Maar het gegeven dat de uil een nachtdier is, eenzaam en schuw is, en op duistere, vervallen, verborgen en verlaten plaatsen leeft, is niet alleen vermeldenswaard omdat het collectieve kennis is, maar ook omdat een reeks van uitdrukkingen, zegswijzen erop gebaseerd is. Pas als we weten dat de uil verbonden is met de begrippen nacht, duisternis, verborgenheid en eenzaamheid, zullen we kunnen begrijpen dat de uitdrukking met de uil vliegen kan betekenen: 's nachts op pad zijn of uitgaan.

De betekenis is hier gebaseerd op het begrip nacht. En omdat de nacht wordt geassocieerd met erotiek, krijgt met de uil vliegen ook de connotatie dat men er 's [36] nachts op uitgaat op zoek naar vervulling van zijn seksuele verlangens.

De tweede betekenis van deze uitdrukking luidt: alleen weggaan. Deze betekenis berust uiteraard op het begrip eenzaamheid. De derde betekenis is: onder pseudoniem schrijven.
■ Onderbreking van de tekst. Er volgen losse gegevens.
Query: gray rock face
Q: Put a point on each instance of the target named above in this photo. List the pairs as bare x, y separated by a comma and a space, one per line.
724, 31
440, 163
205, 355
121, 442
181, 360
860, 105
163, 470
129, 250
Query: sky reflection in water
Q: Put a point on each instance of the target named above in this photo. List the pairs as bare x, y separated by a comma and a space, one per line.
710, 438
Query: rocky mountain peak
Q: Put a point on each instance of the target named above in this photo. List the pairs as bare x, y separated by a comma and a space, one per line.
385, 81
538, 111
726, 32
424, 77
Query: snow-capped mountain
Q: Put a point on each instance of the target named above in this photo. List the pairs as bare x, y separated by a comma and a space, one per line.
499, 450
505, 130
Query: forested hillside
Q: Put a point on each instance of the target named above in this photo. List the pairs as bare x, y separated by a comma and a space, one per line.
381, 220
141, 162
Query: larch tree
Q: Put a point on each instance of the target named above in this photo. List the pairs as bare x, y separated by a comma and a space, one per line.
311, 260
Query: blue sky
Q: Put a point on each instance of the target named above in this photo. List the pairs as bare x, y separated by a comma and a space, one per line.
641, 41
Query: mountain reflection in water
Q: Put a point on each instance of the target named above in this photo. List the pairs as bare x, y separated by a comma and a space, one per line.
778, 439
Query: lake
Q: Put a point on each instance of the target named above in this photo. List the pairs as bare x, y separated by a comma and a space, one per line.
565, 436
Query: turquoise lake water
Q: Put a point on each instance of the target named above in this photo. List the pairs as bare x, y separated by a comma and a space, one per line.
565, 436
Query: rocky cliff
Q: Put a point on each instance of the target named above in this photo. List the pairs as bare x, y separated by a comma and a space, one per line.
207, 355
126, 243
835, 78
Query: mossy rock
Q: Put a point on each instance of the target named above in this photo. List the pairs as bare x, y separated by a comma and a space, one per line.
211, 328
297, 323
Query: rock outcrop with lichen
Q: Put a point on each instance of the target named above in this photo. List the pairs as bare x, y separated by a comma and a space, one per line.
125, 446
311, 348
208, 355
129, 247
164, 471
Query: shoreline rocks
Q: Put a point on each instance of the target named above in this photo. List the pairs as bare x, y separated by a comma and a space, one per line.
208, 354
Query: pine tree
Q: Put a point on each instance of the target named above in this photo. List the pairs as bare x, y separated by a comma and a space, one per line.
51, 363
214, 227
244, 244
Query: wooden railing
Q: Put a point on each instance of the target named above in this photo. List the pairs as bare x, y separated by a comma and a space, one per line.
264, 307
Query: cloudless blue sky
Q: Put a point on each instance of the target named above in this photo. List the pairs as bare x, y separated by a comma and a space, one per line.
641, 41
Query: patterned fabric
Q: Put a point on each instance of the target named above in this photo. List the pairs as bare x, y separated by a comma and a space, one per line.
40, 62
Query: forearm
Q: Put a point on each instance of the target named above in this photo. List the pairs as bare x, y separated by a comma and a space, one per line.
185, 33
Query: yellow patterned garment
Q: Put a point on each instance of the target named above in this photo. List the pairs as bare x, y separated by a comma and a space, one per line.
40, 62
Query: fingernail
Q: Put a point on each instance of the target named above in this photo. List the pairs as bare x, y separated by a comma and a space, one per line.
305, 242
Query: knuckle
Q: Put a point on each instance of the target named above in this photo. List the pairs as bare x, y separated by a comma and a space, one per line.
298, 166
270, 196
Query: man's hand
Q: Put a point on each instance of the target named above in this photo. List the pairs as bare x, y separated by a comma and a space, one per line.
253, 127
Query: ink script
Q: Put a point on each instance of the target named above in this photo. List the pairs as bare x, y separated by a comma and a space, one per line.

Ik geef een voorbeeld van dit laatste gebruik uit een werk van Jacob Westerbaen uit 1655: 'Het heeft U gelieft uwen naem onbekent te houden ende met de Uylen in het duyster te vliegen.'

Ook in het woordenboek van Halma uit 1710 staat te lezen dat het woord nachtuil betekent: 'qui cache son nom en faisant quelque satyre, &c.'

Niemand zou in staat zijn te verklaren waarom de uitdrukking met de uil vliegen staat voor 'onder pseudoniem schrijven' als hij niet zou weten dat de uil worden [lees: wordt] verbonden met het aspect verborgenheid.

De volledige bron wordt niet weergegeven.